Russia’s state-run Sputnik News ran a story on Monday that quoted Turkish “observers” warning President Recep Tayyip Erdogan that he will be forced to choose between Assad and the Kurds when the war against the Islamic State in Syria concludes.
The “observers” in question are a former Turkish intelligence official, a current legislator with Erdogan’s AKP party, and a representative of the National Council of Syrian Turkmen. The Turkmen are a sizable ethnic minority in Syria, supported by Turkey. The Turkmen played a role in the November 2015 Turkish downing of a Russian warplane on the Syrian border, an event which provoked a diplomatic crisis between Russia and Turkey that was only recently ameliorated.
The Turkmen were repressed by the Assad regime and joined the rebellion against him in 2011, but representative Abdurrahman Mustafa told Sputnik his group is now more concerned about the Kurds fragmenting Syria by forming an independent state.

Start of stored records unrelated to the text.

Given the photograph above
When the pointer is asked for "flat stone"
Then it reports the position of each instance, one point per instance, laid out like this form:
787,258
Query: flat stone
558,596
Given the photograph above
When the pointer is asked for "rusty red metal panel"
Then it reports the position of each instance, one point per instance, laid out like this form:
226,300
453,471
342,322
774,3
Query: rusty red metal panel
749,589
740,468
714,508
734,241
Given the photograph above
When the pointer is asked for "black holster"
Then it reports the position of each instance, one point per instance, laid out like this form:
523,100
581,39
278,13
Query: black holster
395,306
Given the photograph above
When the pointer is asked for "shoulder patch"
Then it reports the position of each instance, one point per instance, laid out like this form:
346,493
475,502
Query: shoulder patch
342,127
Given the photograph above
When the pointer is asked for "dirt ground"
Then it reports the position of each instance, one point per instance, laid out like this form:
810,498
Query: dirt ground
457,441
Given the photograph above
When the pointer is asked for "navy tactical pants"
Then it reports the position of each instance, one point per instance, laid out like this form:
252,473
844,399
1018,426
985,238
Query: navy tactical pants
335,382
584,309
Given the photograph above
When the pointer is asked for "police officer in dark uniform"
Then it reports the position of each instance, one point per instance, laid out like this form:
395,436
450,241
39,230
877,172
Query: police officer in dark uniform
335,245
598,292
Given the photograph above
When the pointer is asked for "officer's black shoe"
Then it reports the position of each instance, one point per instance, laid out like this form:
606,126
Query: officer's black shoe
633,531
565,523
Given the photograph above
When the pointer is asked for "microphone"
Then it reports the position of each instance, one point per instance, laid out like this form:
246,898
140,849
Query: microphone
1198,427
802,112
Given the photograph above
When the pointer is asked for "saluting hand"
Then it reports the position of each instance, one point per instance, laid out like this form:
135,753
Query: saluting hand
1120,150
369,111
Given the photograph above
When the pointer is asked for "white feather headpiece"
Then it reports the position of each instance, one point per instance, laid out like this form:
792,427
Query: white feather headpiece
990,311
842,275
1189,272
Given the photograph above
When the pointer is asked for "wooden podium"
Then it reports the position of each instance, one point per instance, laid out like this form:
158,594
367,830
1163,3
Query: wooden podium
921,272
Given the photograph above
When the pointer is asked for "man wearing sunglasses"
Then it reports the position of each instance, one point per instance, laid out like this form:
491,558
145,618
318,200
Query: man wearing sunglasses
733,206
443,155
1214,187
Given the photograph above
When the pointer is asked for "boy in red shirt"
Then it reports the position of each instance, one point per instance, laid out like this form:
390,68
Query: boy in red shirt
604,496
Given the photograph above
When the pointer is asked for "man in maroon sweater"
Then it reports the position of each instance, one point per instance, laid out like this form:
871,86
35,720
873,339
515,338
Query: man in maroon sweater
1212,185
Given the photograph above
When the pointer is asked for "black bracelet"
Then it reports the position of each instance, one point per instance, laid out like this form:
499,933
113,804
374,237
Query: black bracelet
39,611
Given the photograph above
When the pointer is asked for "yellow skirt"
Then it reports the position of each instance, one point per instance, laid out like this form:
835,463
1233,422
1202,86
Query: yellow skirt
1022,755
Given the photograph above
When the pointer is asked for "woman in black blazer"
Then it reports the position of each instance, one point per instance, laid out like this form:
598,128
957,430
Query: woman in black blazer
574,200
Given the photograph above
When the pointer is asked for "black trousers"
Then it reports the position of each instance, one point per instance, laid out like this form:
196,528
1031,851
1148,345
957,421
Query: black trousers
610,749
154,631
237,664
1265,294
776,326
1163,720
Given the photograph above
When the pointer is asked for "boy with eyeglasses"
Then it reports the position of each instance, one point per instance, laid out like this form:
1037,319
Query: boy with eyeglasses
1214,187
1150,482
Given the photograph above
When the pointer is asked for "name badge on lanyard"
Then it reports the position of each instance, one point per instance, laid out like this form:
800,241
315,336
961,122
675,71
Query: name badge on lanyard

“The US goal is to support cooperation with the Democratic Union Party (PYD) and the PKK, and to create a corridor under the PYD,” said Mustafa. “The US have been trying to divide Syria from the very beginning. This is an American project. We, Syrian Turkmen, are against this.”
The PKK is the violent separatist group Turkey has been fighting. As lawmaker Ahmet Berat Conkar stresses in the Sputnik piece, Turkey’s official position is that Kurdish militia units in Syria are terrorist allies of the PKK. The United States officially regards the Syrian Kurds as battlefield allies against the Islamic State, independent of the PKK.
Former Turkish General Staff intelligence chief Ismail Hakki Pekin also made the charge that America’s plan is to “turn Syria into a federation and include the Kurds in this federation.” On the other hand, the Russian state publication quoted him lauding their employer, the Russian Federation, for trying to keep Syria together and advised the Erdogan government to accept the Assad regime as the lesser of two evils compared to Kurdish autonomy.
“The main issue for Ankara is cooperation with Syria,” said Pekin. “If Turkey, having established contacts with the Syrian leadership, proves able to conduct a balanced policy in relations with both the US and Russia, the creation of an autonomous Kurdish region in northern Syria will become extremely difficult.”
Russian media clearly wants to transmit that message to Turks, who have long been skeptical of the Syrian regime that Russia saved through military intervention. Moscow still has some problems with Ankara – they are currently squabbling over grain exports – but the Russians know the formation of an independent Kurdish state, or even Syrian Kurdish autonomy in close proximity to Turkey’s PKK, is the deepest Turkish concern.
Russia also wants to hammer that “U.S. has a secret plan to carve up Syria” talking point to exploit tensions between Turkey and NATO. Turkey has lately been telling its longtime partners in NATO that it wants to see what China and Russia have to offer. President Erdogan is fresh off a war of words with Europe in which he used the word “Nazi” with abandon. Yesterday, he castigated the European Union for dragging its heels on Turkish membership and pugnaciously declared, “Turkey is no one’s whipping boy.” He frequently threatens to carpet-bomb Europe with more refugees.
It is not difficult for Russia to see an opening there. Turkey’s enmity for the Syrian regime is a major sticking point, but if the Russians can prod Turkey into measuring Bashar Assad’s survival against the specter of a Kurdish state midwived by the U.S., they know how the scales will tip.